John Gray in New Statesman:
When the interwar Conservative leader and three-time prime minister Stanley Baldwin was asked if any great thinker had influenced him, he replied: “Sir Henry Maine”. The Victorian jurist, Baldwin continued, interpreted the history of society as a grand advance from societies based on hierarchy and status to ones founded on contract and consent: an inspiring vision of human progress. Then, what looked like an expression of puzzlement came over the wily elder statesman’s face. “Or was it,” he asked, “the other way round?”
It is a story worth retelling, for it illustrates the slipperiness of ideas in politics and the guile of politicians in contriving a public image of themselves. An astute, calculating operator, Baldwin presented himself as a bluff, pipe-smoking pig-breeder who ambled into power. Boris Johnson strikes a more elaborate pose. A facade of dishevelled clownery gives the impression he may be impersonating Harold Lloyd, the silent-era movie comedian and stuntman who was shown regularly blundering into deadly peril and miraculously surviving to take the stage again on another day. Look more closely at Johnson and you may glimpse a pensive Charlie Chaplin impersonating Lloyd. Somewhere beneath layers of masks a master shape-shifter is at work, eluding his legions of enemies and entrancing his audience.

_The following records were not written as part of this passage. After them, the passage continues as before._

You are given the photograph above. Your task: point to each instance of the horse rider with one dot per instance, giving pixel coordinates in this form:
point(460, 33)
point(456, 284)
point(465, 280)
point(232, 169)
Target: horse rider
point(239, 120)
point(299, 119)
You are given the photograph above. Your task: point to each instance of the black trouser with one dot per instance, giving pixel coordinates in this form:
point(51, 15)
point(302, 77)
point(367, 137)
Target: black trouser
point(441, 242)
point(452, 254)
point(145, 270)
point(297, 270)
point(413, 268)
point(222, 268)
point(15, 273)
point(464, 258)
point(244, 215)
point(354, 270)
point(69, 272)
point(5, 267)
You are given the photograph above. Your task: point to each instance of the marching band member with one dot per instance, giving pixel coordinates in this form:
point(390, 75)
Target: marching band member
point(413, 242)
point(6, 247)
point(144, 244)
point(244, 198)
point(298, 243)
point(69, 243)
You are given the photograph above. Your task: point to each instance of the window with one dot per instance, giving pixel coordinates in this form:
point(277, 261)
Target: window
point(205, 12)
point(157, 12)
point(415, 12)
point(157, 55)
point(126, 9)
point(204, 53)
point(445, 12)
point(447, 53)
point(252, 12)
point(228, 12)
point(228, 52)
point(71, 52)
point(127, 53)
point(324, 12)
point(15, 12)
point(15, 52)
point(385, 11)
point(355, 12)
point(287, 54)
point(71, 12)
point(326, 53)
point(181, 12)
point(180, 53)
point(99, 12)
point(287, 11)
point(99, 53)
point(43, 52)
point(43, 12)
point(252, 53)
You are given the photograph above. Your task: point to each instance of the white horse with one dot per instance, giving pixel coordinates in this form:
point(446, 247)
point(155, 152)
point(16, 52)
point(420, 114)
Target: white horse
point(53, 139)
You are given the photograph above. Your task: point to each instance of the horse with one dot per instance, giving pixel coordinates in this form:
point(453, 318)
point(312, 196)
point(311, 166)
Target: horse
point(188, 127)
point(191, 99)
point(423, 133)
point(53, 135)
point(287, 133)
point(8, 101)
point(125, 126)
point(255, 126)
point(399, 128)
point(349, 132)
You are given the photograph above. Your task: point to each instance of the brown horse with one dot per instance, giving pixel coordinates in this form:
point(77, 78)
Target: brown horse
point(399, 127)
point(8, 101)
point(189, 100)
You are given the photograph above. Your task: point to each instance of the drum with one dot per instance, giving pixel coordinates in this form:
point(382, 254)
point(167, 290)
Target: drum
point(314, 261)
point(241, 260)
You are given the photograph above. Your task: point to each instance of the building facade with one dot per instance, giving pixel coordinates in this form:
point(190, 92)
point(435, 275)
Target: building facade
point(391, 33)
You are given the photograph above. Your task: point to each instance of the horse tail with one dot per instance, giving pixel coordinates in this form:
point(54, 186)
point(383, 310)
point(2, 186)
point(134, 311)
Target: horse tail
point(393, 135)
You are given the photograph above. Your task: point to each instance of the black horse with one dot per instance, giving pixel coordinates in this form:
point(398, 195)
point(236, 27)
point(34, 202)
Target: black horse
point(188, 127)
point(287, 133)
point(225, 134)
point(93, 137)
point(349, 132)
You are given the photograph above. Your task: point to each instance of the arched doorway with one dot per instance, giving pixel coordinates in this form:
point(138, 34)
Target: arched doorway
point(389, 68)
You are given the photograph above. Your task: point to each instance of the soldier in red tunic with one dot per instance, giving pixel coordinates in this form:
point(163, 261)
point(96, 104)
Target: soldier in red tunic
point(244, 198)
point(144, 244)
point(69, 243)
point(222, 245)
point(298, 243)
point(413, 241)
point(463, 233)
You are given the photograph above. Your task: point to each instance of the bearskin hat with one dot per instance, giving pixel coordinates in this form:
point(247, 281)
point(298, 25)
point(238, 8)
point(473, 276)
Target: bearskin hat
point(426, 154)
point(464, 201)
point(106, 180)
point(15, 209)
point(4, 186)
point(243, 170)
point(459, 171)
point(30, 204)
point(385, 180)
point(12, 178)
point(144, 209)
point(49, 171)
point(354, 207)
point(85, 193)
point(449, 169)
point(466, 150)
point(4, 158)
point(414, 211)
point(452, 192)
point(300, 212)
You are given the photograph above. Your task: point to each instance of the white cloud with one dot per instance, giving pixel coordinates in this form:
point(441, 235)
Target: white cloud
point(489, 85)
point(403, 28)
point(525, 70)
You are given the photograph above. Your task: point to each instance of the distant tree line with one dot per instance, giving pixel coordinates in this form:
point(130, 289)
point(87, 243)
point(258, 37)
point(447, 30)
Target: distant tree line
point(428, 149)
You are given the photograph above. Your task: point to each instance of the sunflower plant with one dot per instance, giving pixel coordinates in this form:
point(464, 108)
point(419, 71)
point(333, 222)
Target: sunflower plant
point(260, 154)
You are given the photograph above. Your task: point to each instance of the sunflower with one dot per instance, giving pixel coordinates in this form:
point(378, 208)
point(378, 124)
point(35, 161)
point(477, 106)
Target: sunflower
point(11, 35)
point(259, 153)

A man who takes Lucretius’s De Rerum Natura with him on holiday, as the Prime Minister is reported to have done last year, does not sound given to instinctive cheerfulness. Beneath his boosterish, buoyant persona, one suspects a brooding fatalism. The ancient Roman poet-philosopher taught a cold serenity in the storms of life. The question for Johnson is whether he can withstand a whirlwind of forces he is unable to control.